6Security & ReliabilityFailure modes, data integrity, security surface, recovery paths. "How does this break?"
  • 1 perspective gets "Devil's Advocate" (comprehensive - covers risks, gaps, AND simpler alternatives).
  • 2+ each get a distinct perspective from the list.
  • If count exceeds 6, wrap around and assign "Senior" variants with instructions to dig deeper.

Step 3: Execute Critic Perspectives

Execute each perspective SEQUENTIALLY. For each perspective, analyze the plan from that angle.

Each perspective produces:

  1. Start with ## {PERSPECTIVE_NAME} Critique
  2. Strengths (1-3 bullets): What's good about this plan? Acknowledge what works before attacking.
  3. Issues Found (numbered list): Each issue must include:
    • The problem: What's wrong or risky
    • Why it matters: Impact if ignored
    • Suggested fix: A concrete alternative or mitigation - not just "think about this more"
  4. Alternative Approach (optional): If a fundamentally better path exists, describe it briefly. Only include if genuinely superior.
  5. Verdict: One line - "Proceed as-is", "Proceed with fixes", or "Reconsider approach"

Constraints for each perspective:

  • Be specific and concrete. "This might have issues" is useless. "The database query in step 3 will table-scan because there's no index on user_id" is useful.
  • Every issue MUST have a suggested fix. Critique without solutions is just complaining.
  • Don't pad. If the plan is solid from this perspective, say so in 2-3 lines.
  • Prioritize. If 10 issues are found, lead with the 3 that matter most.

Step 4: Synthesize (if PERSPECTIVE_COUNT > 1)

If multiple perspectives were evaluated, synthesize their output before revising:

  1. Deduplicate overlapping issues (if 2+ perspectives flagged the same thing, note the convergence - it's more credible)
  2. Rank issues by severity and frequency
  3. Note any contradictions between perspectives (one says "too simple," another says "too complex")
  4. Present a brief Critique Summary:
code
## Critique Summary ({PERSPECTIVE_COUNT} perspectives)

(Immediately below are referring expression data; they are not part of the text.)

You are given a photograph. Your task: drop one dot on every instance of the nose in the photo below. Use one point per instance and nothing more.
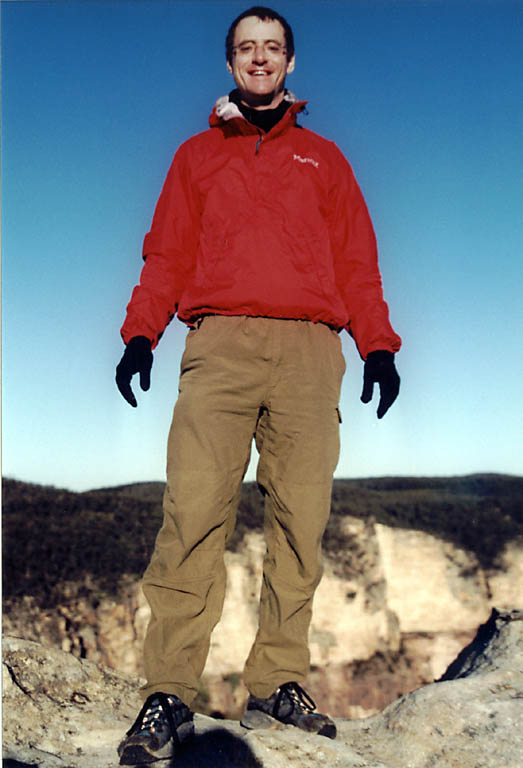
(259, 55)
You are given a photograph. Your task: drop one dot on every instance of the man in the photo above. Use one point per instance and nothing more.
(260, 242)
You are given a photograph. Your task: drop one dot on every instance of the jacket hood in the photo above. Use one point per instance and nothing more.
(225, 109)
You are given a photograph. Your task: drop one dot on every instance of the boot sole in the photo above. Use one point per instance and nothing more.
(138, 754)
(255, 719)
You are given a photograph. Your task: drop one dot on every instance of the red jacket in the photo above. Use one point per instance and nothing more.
(270, 225)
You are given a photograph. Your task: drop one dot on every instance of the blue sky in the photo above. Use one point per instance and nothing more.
(424, 99)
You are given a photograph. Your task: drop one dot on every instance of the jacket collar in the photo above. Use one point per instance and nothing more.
(226, 113)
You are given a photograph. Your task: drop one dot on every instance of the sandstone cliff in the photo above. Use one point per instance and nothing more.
(60, 711)
(397, 602)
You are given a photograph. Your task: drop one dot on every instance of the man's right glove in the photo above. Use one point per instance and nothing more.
(379, 368)
(137, 358)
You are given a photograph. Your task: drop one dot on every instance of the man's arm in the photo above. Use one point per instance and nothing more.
(359, 282)
(169, 251)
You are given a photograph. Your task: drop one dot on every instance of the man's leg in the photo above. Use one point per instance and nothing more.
(208, 452)
(298, 440)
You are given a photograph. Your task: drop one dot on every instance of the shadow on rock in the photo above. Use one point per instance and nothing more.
(217, 747)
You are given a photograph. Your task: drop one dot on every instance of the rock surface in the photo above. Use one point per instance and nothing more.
(63, 711)
(388, 620)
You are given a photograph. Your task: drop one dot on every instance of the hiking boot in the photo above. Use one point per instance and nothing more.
(289, 704)
(163, 723)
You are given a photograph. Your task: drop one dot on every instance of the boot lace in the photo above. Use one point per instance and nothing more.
(296, 696)
(151, 713)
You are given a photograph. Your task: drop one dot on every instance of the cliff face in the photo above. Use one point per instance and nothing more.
(390, 622)
(68, 712)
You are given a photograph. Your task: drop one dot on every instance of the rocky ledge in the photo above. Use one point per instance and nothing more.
(64, 712)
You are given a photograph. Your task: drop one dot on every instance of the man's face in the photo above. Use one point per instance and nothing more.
(259, 62)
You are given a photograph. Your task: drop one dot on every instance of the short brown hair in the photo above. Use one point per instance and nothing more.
(265, 14)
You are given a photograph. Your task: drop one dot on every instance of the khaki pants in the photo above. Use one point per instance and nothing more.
(240, 376)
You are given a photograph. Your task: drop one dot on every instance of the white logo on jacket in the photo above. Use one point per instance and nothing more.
(301, 159)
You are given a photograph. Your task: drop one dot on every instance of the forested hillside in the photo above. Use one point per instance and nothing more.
(52, 536)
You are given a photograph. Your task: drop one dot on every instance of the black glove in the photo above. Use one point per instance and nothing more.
(379, 368)
(137, 358)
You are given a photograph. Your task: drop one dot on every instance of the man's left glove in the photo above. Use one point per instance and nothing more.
(137, 358)
(379, 368)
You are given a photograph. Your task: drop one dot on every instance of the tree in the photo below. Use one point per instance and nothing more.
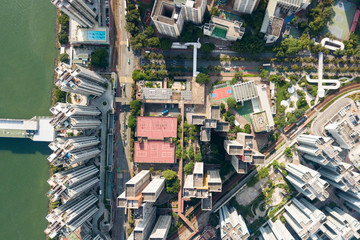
(214, 11)
(63, 37)
(198, 157)
(302, 103)
(231, 102)
(64, 57)
(191, 152)
(248, 44)
(154, 42)
(288, 152)
(63, 19)
(165, 43)
(202, 78)
(247, 128)
(99, 58)
(172, 182)
(135, 106)
(289, 47)
(169, 175)
(188, 167)
(138, 75)
(207, 47)
(132, 121)
(263, 73)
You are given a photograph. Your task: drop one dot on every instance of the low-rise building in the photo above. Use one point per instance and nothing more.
(155, 140)
(232, 224)
(161, 228)
(143, 229)
(77, 79)
(169, 16)
(305, 219)
(340, 225)
(319, 149)
(275, 231)
(71, 215)
(307, 181)
(200, 185)
(224, 29)
(71, 183)
(242, 152)
(69, 151)
(140, 189)
(273, 21)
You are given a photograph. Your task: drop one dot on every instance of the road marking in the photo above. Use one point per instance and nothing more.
(126, 80)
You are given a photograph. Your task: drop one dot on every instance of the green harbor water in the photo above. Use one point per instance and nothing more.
(27, 43)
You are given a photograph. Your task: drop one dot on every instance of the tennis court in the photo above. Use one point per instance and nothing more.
(340, 24)
(221, 93)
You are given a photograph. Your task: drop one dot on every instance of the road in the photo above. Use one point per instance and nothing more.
(123, 61)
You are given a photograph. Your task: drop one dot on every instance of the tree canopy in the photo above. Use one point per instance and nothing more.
(99, 58)
(231, 102)
(207, 47)
(248, 44)
(202, 78)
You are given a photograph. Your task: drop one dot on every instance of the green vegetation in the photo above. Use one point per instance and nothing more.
(64, 57)
(198, 157)
(207, 47)
(135, 106)
(190, 33)
(288, 152)
(188, 167)
(100, 58)
(165, 44)
(248, 44)
(172, 181)
(231, 102)
(214, 11)
(247, 128)
(202, 78)
(59, 96)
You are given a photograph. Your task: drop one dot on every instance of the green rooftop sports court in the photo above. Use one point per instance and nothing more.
(340, 24)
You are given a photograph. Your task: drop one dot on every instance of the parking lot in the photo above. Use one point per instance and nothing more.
(154, 109)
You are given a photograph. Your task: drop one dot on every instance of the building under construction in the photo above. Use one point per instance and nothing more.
(200, 185)
(64, 219)
(76, 79)
(75, 117)
(242, 152)
(71, 183)
(75, 150)
(141, 189)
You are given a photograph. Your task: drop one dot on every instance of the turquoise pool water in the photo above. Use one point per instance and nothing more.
(96, 35)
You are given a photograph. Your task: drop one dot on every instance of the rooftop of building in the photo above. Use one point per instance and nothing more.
(244, 91)
(138, 177)
(205, 134)
(156, 127)
(161, 227)
(154, 185)
(275, 27)
(222, 127)
(94, 35)
(154, 151)
(215, 112)
(195, 119)
(225, 28)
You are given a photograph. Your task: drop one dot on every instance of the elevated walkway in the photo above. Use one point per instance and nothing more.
(36, 128)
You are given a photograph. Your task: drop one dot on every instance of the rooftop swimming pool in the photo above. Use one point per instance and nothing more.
(96, 35)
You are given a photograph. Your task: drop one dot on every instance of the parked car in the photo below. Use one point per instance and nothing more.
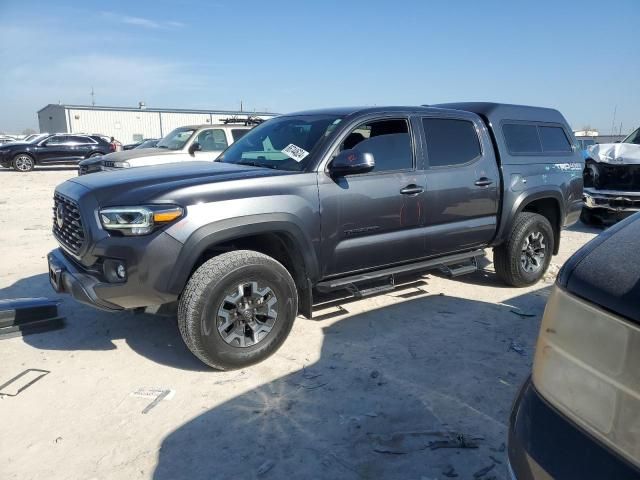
(612, 180)
(196, 142)
(146, 143)
(318, 201)
(52, 150)
(33, 136)
(578, 417)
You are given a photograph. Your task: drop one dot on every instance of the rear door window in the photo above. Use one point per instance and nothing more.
(212, 140)
(78, 140)
(554, 139)
(450, 141)
(522, 138)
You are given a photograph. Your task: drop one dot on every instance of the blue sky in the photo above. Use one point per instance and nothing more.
(580, 57)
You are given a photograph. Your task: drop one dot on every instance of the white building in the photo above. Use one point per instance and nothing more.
(129, 125)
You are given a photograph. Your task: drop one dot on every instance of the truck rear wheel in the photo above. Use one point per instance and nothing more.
(237, 309)
(524, 258)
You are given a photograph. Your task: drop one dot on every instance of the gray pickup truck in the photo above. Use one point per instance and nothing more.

### Consensus Issues (flagged by 2+ perspectives)
- ...

### Unique Issues
- ...

### Contradictions
- ...

### Verdicts
- Devil's Advocate: Proceed with fixes
- Simplifier: Reconsider approach
- ...

If PERSPECTIVE_COUNT == 1, skip synthesis - use the single perspective's output directly.

Step 5: Auto-Revise

Using the critique (or synthesized critique), revise the plan:

  1. Address each issue that has a "Suggested fix" - apply fixes that improve the plan without changing its fundamental intent
  2. If a perspective suggested "Reconsider approach" AND provided a concrete alternative, evaluate whether the alternative is genuinely better. If so, adopt it. If not, note why the original approach is preferred despite the criticism.
  3. If perspectives contradicted each other, make a judgment call and note the tradeoff
  4. Do NOT address nitpicks that don't materially improve the plan

Present the revised plan clearly:

code
## Revised Plan

{THE_REVISED_PLAN}

### Changes Made
1. {What changed and why, referencing which perspective triggered it}
2. ...

### Critiques Acknowledged but Not Adopted
1. {What was raised, why it wasn't adopted}

Step 6: Done

After presenting the revised plan, ask:

"Revised plan above. Want to proceed, run another round of critique, or adjust something?"

Do NOT automatically start implementing. Wait for the user.


Notes

  • No files written: Critique and revision happen in conversation, not on disk.
  • Context-dependent: Quality depends on how much context is in the conversation. A vague plan produces vague critique. A detailed technical plan produces detailed critique.
  • Fast by default: 1 perspective, no confirmation step, auto-revise. The whole flow should complete in one shot.
  • No rounds: Single-pass by design. If the user wants another round, they run critique again - the revised plan is now the conversation context.